Eroding Freedom: From John Adams to George W. Bush
Mickey Z. -- World News Trust
Oct. 12, 2006 -- Put a frog into a pot of boiling water, the well-known parable begins, and out that frog will jump to escape the obvious danger. Put that same frog into cool water and heat the pot slowly, and it will not react until it's too late. The survival instincts of a frog, we're told, are better designed to discern abrupt changes. Gradual transformation -- like the measured raising of water temperature -- can sneak up on the little croaker.
I was reminded of the proverbial frog as I considered how the recently passed Military Commissions Act (MSA) managed to get lost in a shuffle of naughty e-mails and bipartisan accusations. This isn't meant to downplay the MSA. As Michael C. Dorf, a professor of Law at Columbia University, explains: "It immunizes government officials for past war crimes; it cuts the United States off from its obligations under the Geneva Conventions; and it all but eliminates access to civilian courts for non-citizens --i ncluding permanent residents whose children are citizens -- that the government, in its nearly unreviewable discretion, determines to be unlawful enemy combatants." Nasty stuff, indeed... but since fiddling with human rights has long been a hobby for America's power elite, it'd be misguided to assign all the blame to the current administration. The erosion of freedom has been a slow steady process -- not unlike boiling a pot of water.
President John Adams signed the Alien and Sedition Act in 1798. Under this ugly bit of legislation, I might've received a fine "not exceeding $2,000" and/or "imprisonment not exceeding two years" simply for writing an article such as this.

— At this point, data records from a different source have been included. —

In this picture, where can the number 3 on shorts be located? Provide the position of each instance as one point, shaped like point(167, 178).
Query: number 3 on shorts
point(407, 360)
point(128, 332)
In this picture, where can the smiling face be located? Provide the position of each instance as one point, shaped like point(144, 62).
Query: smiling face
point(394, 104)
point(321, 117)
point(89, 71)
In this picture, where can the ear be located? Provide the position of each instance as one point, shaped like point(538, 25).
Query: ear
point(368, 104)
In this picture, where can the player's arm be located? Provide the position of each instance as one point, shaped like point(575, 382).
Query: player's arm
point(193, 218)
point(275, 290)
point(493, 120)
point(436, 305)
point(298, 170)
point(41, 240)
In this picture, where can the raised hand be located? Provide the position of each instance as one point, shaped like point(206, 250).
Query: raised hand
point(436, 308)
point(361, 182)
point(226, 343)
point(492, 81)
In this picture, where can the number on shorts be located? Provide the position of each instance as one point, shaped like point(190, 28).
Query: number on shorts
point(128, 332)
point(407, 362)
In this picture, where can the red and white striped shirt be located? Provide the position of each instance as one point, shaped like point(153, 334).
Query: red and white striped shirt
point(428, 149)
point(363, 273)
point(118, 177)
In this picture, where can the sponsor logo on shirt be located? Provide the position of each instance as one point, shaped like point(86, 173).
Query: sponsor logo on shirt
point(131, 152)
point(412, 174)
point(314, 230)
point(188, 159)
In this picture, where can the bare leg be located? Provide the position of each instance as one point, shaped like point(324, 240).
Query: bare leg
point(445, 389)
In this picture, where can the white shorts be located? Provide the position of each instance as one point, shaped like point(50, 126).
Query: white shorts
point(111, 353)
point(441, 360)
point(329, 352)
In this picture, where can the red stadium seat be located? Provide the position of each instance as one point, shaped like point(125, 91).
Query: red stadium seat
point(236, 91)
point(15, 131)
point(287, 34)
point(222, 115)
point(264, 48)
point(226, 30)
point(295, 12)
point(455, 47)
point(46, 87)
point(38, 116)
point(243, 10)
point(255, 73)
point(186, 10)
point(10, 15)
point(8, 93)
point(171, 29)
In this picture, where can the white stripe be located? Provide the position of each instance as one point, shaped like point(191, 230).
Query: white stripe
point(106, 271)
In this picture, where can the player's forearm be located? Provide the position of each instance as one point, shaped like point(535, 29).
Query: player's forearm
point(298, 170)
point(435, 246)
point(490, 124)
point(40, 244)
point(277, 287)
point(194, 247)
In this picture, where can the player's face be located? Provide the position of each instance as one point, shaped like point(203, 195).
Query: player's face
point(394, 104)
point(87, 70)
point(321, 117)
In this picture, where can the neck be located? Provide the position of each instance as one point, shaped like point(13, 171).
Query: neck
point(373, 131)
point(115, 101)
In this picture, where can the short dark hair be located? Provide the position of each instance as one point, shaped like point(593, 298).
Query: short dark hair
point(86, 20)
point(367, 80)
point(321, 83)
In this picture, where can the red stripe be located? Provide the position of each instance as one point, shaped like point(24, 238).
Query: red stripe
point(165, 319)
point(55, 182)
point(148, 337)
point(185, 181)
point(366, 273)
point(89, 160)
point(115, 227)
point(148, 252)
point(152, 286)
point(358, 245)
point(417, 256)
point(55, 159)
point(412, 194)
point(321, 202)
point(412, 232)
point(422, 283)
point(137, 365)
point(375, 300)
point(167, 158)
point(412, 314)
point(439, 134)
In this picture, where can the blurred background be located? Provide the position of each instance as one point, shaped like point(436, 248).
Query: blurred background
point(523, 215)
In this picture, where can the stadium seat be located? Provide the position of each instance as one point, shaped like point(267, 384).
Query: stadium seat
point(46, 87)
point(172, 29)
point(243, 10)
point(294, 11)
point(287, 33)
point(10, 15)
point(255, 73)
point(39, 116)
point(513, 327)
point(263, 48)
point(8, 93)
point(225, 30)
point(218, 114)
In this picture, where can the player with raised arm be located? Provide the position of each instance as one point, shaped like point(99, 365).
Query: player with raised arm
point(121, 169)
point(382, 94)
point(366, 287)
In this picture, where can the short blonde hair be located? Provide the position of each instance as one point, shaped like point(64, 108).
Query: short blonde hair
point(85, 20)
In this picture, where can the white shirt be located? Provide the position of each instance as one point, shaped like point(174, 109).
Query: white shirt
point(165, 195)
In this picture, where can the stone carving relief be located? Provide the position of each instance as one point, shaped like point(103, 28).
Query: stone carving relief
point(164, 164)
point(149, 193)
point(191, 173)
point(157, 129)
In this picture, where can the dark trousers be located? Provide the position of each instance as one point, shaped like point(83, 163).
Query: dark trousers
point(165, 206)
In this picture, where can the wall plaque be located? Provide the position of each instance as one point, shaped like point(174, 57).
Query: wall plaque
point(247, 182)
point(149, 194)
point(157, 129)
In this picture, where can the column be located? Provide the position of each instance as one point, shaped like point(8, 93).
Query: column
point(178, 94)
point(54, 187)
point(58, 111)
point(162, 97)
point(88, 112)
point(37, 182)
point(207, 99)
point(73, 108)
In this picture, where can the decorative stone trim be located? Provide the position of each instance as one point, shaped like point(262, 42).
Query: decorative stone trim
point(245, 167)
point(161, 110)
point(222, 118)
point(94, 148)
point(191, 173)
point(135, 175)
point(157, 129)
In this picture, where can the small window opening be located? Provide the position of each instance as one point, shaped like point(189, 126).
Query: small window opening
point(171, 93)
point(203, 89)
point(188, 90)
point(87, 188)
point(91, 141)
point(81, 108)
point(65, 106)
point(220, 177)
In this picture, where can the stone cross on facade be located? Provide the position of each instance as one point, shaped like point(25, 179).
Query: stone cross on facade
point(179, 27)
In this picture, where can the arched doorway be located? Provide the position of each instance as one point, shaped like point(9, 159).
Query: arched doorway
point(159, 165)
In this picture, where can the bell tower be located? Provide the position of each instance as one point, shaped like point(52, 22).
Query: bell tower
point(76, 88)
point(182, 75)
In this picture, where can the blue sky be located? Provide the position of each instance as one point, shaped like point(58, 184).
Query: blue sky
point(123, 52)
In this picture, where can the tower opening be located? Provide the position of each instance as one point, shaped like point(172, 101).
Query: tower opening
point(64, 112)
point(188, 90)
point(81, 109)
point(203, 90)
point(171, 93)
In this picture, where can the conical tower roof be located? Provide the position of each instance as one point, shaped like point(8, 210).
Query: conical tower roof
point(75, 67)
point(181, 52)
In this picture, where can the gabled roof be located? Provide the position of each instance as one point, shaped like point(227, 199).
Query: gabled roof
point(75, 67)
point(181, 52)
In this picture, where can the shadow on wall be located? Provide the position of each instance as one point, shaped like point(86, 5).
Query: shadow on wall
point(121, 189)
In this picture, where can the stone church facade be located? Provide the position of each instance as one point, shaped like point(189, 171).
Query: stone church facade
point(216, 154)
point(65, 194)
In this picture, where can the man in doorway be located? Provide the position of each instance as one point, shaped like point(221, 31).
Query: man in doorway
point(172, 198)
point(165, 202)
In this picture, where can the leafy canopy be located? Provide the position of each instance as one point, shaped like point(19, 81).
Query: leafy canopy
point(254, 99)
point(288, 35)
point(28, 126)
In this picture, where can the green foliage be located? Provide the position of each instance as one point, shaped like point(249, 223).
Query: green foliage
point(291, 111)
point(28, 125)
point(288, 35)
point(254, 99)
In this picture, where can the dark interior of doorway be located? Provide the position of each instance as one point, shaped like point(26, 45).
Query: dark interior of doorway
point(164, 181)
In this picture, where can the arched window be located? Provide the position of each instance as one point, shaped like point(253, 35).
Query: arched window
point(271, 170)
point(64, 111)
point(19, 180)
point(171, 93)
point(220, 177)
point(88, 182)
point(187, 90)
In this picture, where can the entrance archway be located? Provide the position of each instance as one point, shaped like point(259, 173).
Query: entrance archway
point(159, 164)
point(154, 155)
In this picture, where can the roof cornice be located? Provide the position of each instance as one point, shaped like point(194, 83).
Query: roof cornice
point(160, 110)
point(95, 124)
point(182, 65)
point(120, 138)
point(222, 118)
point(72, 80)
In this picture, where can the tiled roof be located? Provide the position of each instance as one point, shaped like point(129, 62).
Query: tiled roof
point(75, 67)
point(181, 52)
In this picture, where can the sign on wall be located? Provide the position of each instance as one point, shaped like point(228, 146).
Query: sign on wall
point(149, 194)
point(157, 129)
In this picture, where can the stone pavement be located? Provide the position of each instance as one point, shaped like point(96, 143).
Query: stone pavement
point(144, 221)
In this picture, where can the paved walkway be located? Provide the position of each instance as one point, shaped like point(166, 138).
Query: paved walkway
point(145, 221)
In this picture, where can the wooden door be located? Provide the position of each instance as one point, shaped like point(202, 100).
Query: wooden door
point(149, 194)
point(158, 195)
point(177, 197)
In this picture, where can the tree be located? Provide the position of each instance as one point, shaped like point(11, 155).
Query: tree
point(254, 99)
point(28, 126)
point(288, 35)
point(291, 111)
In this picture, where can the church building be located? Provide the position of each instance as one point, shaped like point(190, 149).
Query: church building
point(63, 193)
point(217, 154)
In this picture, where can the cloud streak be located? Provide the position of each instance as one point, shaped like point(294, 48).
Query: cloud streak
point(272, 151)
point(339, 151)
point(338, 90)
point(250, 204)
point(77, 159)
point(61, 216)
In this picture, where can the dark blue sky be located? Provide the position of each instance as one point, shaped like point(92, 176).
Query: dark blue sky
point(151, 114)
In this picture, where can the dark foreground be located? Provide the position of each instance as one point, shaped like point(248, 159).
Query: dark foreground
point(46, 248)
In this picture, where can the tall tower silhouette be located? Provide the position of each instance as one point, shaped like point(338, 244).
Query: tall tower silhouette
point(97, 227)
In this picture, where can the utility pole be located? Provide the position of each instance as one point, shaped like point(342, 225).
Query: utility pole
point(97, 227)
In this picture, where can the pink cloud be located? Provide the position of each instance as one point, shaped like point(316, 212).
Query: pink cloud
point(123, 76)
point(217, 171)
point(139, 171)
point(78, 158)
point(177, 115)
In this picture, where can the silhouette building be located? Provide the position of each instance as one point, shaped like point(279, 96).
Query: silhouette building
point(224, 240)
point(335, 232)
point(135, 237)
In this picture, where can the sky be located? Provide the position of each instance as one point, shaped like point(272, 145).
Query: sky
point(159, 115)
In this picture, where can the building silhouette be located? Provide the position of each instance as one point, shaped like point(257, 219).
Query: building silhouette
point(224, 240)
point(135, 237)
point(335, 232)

Woodrow Wilson got his own Espionage and Sedition Act in June 1917. Here's a sample of that law: "Whoever, when the United States is at war, shall willfully cause or attempt to cause insubordination, disloyalty, mutiny, or refusal of duty in the military or naval forces of the United States, shall be punished by a fine of not more than $10,000 or imprisonment of not more than 20 years, or both."